Chrome, when it came, was stupidly faster than any other competitor, including Mozilla Firefox.
What would Servo bring to make web a big jump forward for us users, beyond ideology and fun work for its developers? (Ideology doesn't sell software, as opensource efforts have proven repeatedly over last 3 decades).
> but what value would Servo exactly bring to users and the web after all the engineering effort?
Servo was a much more modular effort.
1. we would get a lightweight (modular) electron alternative. This would have helped rust gui ecosystem a lot, just like wgpu helps rust gamedev scene.
2. Probably have more variety in browsers as everyone can now reuse servo components to make their custom version of firefox. Imagine all the linux distros which reuse gnu/linux, but have their own philosophy of package management, updates, mutability etc.. We could have had the same sort of varieties in browsers for different usecases.
Same selling points as Chromium originally: faster and safer. The premise of Servo is that it'd make better use of multicore and would be safer because it was written in a memory-safe language. For modern users the big one is probably battery usage, though, which Safari excels at but would be harder for an open source player that has to support every device.
As someone with almost no knowledge of Servo, and personally not having a good opinion of the Mozilla foundation, your comment tells me all I need to know why they stopped support of Servo development.
Only social initiatives get feel good money to waste on nice to haves. This "Servo" thing does not sound like it.
Even granting that some of them come from dependent libraries, if the world's arguably best funded software engineering organization can't keep C++ footguns out of an application that runs untrusted code on the regular ... one may want to have a think about whether C++ is the best tool for that purpose
The point is that all this is not seen as valuable by users and market leaders. You don't gain marketshare in b2c by saying "my gizmo is more memory-safe than other gizmos", you have to show features. Chrome's process-separation was a feature: you could easily dispose of non-responsive pages, which other browsers couldn't do as well. Even then, it wasn't really why Chrome took off - it took off because of deep integration with Google's ecosystem, incessant marketing efforts, and monopolistic behaviour (Google "unwittingly" breaking GMail and other G products on other browsers, on a regular basis).
So what feature would full memory-safety actually enable? I suspect that's the bit that the Servo folks couldn't articulate well enough.
I'm delighted to hear that you (and I) were not personally impacted by those but to say "I didn't get in a crash, who cares about seat belts working" is comically misguided
Also your "for Chrome to autoupdate" perspective makes me wish I could search for every single red Update screenshot I've seen in presentations or Zoom meetings
Some big chunks of servo got moved into firefox, so it wasn't a complete loss.
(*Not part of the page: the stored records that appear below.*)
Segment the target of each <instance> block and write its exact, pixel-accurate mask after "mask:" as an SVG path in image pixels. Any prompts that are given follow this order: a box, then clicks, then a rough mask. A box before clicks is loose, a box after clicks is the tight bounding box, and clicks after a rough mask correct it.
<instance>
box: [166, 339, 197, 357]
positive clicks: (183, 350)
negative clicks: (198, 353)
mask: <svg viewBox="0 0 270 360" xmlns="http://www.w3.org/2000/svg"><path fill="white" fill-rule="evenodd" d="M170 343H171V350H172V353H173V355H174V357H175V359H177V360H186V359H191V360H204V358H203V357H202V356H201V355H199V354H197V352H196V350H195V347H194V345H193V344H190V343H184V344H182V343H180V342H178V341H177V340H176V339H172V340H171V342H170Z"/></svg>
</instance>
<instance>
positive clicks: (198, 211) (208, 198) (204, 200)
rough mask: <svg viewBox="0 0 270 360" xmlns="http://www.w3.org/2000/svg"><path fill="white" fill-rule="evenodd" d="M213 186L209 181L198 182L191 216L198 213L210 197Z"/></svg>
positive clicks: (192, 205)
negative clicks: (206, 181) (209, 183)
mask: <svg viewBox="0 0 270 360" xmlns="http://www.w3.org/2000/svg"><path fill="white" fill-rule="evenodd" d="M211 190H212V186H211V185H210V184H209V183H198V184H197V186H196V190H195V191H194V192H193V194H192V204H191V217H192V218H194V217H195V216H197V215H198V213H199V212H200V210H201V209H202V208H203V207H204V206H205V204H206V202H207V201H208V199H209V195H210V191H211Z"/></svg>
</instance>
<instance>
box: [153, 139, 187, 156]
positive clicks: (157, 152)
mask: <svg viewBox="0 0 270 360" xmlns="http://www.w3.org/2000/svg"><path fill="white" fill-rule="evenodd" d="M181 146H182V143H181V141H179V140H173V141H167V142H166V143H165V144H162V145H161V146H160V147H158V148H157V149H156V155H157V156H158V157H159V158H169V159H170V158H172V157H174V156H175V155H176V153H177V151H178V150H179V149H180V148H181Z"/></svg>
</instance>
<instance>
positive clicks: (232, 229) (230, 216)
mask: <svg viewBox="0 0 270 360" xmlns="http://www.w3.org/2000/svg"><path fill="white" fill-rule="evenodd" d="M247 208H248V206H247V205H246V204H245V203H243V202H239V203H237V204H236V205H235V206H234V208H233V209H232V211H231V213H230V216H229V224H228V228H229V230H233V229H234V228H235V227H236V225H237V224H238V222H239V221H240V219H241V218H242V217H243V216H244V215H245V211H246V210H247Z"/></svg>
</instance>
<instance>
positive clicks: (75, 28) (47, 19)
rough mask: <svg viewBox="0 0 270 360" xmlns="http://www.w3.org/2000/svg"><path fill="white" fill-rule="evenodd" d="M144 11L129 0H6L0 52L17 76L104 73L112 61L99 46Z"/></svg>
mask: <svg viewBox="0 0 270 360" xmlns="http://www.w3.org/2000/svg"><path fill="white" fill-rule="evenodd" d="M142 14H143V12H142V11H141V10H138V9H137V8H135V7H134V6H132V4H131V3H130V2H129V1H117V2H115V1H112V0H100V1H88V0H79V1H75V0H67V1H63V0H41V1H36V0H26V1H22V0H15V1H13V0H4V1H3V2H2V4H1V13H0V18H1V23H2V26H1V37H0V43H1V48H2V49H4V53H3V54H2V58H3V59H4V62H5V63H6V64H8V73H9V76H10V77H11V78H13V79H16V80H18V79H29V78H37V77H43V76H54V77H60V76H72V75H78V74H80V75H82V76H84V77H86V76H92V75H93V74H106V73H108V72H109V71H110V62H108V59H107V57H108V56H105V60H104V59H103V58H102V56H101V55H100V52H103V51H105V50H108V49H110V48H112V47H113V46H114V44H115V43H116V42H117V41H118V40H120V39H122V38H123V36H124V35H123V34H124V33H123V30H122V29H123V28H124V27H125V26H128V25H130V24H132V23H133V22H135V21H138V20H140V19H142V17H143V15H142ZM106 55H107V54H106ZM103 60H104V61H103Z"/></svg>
But it would have been better if servo kept going, even if it never became something you would daily drive and instead it just kept generating good ideas to be subsumed into firefox.
Servo is active again thanks to Igalia allocating a handful of full time engineers. They are making good progress especially on layout, so keep an eye on it!
[disclaimer: former Servo team member]
Mozilla had a chance to advance browser tech with Servo and fumbled it.